King Ptolemy VI defeats King Alexander I (1 Macc 11:13-11:19)

“Then King Ptolemy entered Antioch. He put on the crown of Asia. Thus he put two crowns upon his head, the crown of Egypt and that of Asia. Now King Alexander was in Cilicia at that time, because the people of that region were in revolt. When King Alexander heard of it, he came against him in battle. King Ptolemy marched out and met him with a strong force. He put him to flight. King Alexander fled into Arabia to find protection there. King Ptolemy was exalted. Zabdiel the Arab cut off the head of Alexander and sent it to King Ptolemy. However, King Ptolemy died three days later. His troops in the strongholds were killed by the inhabitants of the strongholds.   Thus Demetrius became king in the one hundred sixty-seventh year.”

The Egyptian King Ptolemy VI entered Antioch and put on the crown as the King of Asia. Thus he had 2 crowns as king of both Asia and Egypt. King Alexander was in Cilicia, which is Turkey or Asia Minor, putting down a revolt when this happened. He returned to battle his father-in-law who had taken his wife and crown away from him. However, King Ptolemy put King Alexander I to flight where he fled to Arabia. There the Arab Zabdiel cut off his head and sent it back to King Ptolemy VI. Everything was going good for the Egyptian king but then he died 3 days later. In a strange twist of fate, King Demetrius II became the king of Asia and Egypt in 145 BCE. He was the son of King Demetrius I, who had been in exile in Crete after the death of his father 5 years earlier. Thus he was a rather young man.

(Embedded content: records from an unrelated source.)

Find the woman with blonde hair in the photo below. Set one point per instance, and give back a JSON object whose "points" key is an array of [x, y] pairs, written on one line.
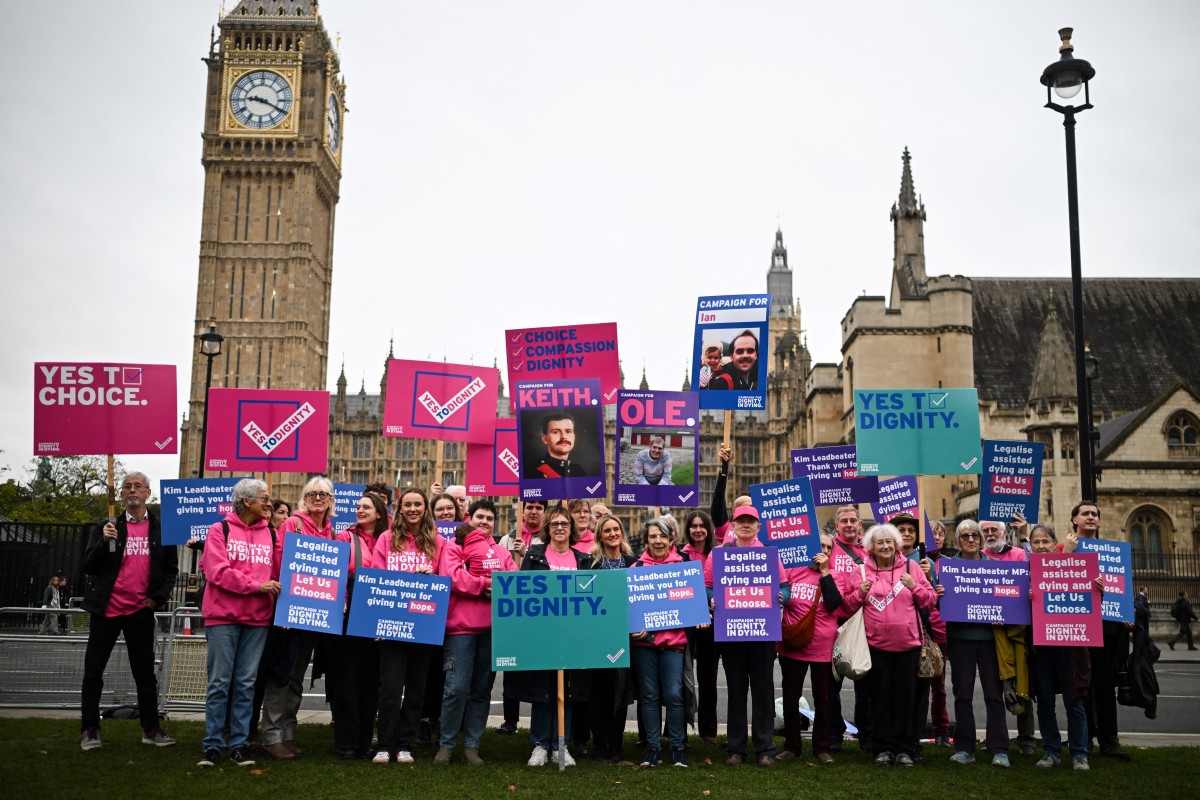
{"points": [[412, 545]]}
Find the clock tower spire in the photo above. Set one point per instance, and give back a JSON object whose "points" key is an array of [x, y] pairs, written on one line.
{"points": [[271, 152]]}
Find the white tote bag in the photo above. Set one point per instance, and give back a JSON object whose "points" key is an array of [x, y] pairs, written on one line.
{"points": [[851, 655]]}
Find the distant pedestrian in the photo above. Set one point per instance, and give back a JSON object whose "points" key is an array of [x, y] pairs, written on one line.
{"points": [[1183, 614]]}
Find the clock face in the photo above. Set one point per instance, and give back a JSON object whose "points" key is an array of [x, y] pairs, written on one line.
{"points": [[261, 100], [334, 122]]}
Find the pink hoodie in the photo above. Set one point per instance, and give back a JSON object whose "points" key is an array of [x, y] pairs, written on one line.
{"points": [[408, 559], [805, 582], [471, 569], [889, 609], [675, 638], [234, 569]]}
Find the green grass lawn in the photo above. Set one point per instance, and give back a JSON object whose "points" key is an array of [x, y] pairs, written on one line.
{"points": [[42, 758]]}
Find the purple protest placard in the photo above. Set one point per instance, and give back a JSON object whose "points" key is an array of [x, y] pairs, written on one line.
{"points": [[983, 590], [561, 435], [658, 444], [789, 519], [730, 352], [1011, 481], [564, 353], [833, 473], [1066, 603], [745, 594]]}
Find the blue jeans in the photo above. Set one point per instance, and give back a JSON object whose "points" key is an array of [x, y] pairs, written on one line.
{"points": [[660, 684], [467, 697], [1051, 671], [234, 651], [544, 723]]}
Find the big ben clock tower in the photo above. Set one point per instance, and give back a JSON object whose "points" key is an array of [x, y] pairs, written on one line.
{"points": [[274, 130]]}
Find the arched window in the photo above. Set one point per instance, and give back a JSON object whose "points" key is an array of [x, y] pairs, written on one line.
{"points": [[1182, 435], [1147, 534]]}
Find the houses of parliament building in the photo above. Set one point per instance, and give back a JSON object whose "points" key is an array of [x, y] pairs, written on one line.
{"points": [[273, 139]]}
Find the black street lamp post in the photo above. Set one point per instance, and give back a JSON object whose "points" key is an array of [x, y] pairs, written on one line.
{"points": [[1066, 77], [210, 348]]}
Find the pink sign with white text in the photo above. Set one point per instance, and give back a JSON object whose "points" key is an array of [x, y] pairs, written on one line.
{"points": [[492, 469], [268, 429], [433, 400], [565, 352], [1066, 602], [95, 409]]}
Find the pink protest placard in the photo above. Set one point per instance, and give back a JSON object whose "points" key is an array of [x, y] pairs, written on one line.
{"points": [[1066, 602], [492, 469], [433, 400], [95, 409], [268, 429], [565, 352]]}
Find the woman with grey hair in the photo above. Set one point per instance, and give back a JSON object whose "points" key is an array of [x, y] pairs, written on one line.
{"points": [[283, 687], [241, 564], [972, 649], [892, 593]]}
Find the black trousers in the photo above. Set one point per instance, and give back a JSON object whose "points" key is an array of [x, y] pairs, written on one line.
{"points": [[139, 639], [1102, 693], [353, 691], [403, 668], [892, 680], [750, 666]]}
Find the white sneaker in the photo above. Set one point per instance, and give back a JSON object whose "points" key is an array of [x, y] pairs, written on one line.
{"points": [[539, 757]]}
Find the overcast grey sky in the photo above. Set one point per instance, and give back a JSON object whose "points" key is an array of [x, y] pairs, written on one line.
{"points": [[527, 163]]}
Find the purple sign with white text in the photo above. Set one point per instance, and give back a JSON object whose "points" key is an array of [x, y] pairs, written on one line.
{"points": [[833, 474], [745, 594], [983, 590], [561, 435]]}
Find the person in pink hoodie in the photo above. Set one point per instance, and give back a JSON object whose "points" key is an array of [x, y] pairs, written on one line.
{"points": [[471, 560], [411, 546], [282, 698], [241, 565], [892, 593], [815, 591], [354, 661], [696, 541], [658, 659]]}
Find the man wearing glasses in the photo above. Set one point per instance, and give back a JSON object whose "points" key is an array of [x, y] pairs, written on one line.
{"points": [[135, 576]]}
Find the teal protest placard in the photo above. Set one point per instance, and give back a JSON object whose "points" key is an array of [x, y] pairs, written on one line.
{"points": [[917, 431], [559, 620]]}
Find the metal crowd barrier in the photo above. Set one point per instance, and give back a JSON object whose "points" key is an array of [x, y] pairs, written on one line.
{"points": [[46, 671]]}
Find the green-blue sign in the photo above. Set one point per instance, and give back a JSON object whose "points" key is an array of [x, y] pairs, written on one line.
{"points": [[917, 432], [559, 620]]}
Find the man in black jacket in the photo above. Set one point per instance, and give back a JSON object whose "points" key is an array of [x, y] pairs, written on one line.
{"points": [[135, 575]]}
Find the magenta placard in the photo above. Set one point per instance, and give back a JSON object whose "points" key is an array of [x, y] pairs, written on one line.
{"points": [[492, 469], [433, 400], [268, 429], [564, 352], [1066, 602], [96, 409]]}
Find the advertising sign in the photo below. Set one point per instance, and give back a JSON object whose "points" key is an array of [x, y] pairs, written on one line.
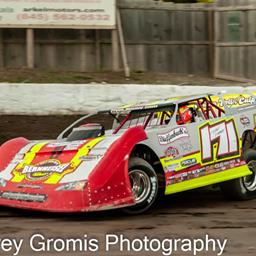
{"points": [[58, 13]]}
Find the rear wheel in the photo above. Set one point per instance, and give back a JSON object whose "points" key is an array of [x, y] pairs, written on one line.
{"points": [[243, 188], [144, 183]]}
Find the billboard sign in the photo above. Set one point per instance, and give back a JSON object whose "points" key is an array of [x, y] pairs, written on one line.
{"points": [[58, 14]]}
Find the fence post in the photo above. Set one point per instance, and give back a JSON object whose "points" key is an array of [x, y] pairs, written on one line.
{"points": [[1, 49], [30, 48], [115, 50]]}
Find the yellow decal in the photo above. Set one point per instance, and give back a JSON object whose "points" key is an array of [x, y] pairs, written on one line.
{"points": [[18, 176], [75, 162], [208, 180], [51, 171]]}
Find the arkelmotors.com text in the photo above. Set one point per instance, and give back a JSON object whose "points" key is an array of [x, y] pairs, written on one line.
{"points": [[39, 243]]}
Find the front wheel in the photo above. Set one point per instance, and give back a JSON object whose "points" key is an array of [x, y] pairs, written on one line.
{"points": [[144, 183], [243, 188]]}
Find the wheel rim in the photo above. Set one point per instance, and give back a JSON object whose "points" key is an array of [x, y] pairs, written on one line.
{"points": [[250, 181], [141, 185]]}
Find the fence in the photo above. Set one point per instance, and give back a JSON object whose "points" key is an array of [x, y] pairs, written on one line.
{"points": [[163, 37]]}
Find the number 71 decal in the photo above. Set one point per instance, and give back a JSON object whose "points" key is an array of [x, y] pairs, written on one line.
{"points": [[223, 134]]}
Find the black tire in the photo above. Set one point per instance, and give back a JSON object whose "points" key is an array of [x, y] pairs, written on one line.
{"points": [[147, 193], [243, 188]]}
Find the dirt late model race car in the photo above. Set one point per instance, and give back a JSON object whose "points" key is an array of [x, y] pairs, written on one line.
{"points": [[136, 154]]}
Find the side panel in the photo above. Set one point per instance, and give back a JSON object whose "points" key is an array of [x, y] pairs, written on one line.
{"points": [[202, 153], [109, 184]]}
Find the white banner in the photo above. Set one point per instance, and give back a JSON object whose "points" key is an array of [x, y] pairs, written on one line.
{"points": [[58, 13]]}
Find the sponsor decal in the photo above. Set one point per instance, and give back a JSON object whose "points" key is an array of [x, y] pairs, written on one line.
{"points": [[44, 170], [186, 146], [189, 162], [67, 145], [172, 152], [90, 158], [237, 101], [172, 167], [173, 135], [245, 121], [174, 178], [224, 135]]}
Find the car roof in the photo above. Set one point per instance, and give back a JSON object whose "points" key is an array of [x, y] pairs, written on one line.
{"points": [[158, 103]]}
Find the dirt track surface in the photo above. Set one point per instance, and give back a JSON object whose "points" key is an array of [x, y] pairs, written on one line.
{"points": [[187, 215]]}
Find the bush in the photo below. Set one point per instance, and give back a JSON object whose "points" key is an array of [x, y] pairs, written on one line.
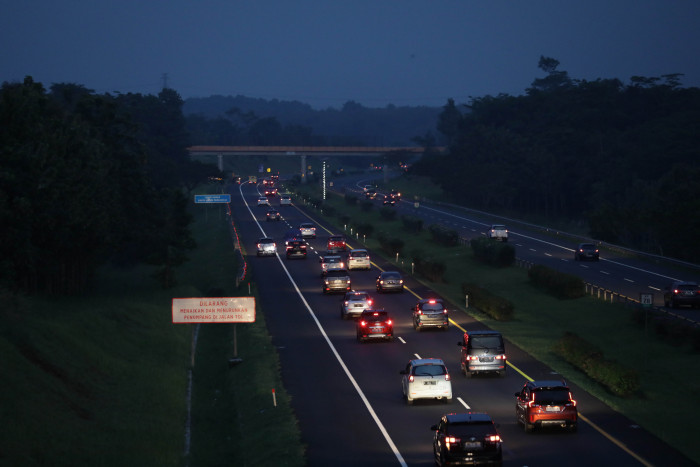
{"points": [[558, 284], [496, 307], [494, 253], [586, 357]]}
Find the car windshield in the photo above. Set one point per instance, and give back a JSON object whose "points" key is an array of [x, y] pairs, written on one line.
{"points": [[429, 370], [485, 342], [552, 396]]}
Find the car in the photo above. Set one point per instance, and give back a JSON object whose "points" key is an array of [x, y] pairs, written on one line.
{"points": [[336, 280], [586, 251], [498, 232], [483, 351], [354, 303], [543, 403], [426, 378], [337, 243], [295, 249], [430, 312], [273, 215], [374, 324], [308, 230], [266, 247], [358, 258], [682, 293], [467, 438], [389, 281], [331, 262]]}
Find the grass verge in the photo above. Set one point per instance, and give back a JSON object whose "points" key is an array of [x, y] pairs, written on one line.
{"points": [[102, 379]]}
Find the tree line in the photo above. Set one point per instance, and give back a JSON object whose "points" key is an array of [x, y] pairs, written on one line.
{"points": [[622, 160], [88, 179]]}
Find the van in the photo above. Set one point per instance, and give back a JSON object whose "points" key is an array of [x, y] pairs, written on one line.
{"points": [[482, 352]]}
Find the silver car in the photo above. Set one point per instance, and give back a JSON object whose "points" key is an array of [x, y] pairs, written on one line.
{"points": [[354, 303], [426, 378], [267, 247]]}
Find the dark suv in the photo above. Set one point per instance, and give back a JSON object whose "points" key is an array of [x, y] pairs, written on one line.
{"points": [[430, 312], [482, 352], [467, 438], [546, 403], [586, 251], [682, 293]]}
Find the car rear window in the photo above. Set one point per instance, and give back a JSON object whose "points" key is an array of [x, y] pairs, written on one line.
{"points": [[552, 396], [485, 342], [429, 370]]}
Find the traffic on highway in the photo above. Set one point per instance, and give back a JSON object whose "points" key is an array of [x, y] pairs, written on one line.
{"points": [[400, 388]]}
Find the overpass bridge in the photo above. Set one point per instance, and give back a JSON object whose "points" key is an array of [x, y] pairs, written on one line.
{"points": [[302, 152]]}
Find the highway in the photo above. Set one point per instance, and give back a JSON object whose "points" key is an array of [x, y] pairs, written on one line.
{"points": [[347, 395]]}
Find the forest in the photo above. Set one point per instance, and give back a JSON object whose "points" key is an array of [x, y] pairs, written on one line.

King Alexander I sends a message to Egypt (1 Macc 10:51-10:54)

“Then Alexander sent ambassadors to King Ptolemy of Egypt with the following message.

‘I have returned to my kingdom.

I have taken my seat on the throne of my ancestors.

I have established my rule.

I crushed Demetrius.

I gained control of our country.

I met him in battle.

He and his army were crushed by us.

We have taken our seat on the throne of his kingdom.

Now therefore let us establish friendship with one another.

Give me now your daughter as my wife.

I will become your son-in-law.

I will make gifts to you

And to her,

In keeping with your position.’”

King Alexander I of Syria called Balas sent ambassadors to the king of Egypt, King Ptolemy. His message was simple. He was in charge of the Seleucid Empire now since he had defeated King Demetrius I. He wanted to have friendly relationships with the Egyptians. In order to cement their relationship he wanted the king of Egypt to give him his daughter in marriage. He would then send appropriate gifts to him and her. This seems like a simple solution.

Jonathan favors King Alexander (1 Macc 10:46-10:47)

When Jonathan and the people heard these words of Demetrius, they did not believe or accept them. They remembered the great wrongs that Demetrius had done in Israel. He had greatly oppressed them. They favored Alexander because he had been the first to speak peaceable words to them. They remained his allies all his days.”

Jonathan was not impressed with the many promises of King Demetrius I.  The king had done a lot of evil things to Israel. Jonathan, instead, favored King Alexander over King Demetrius I. He formed an alliance with King Alexander and not with King Demetrius, despite all his great promises of friendship and money.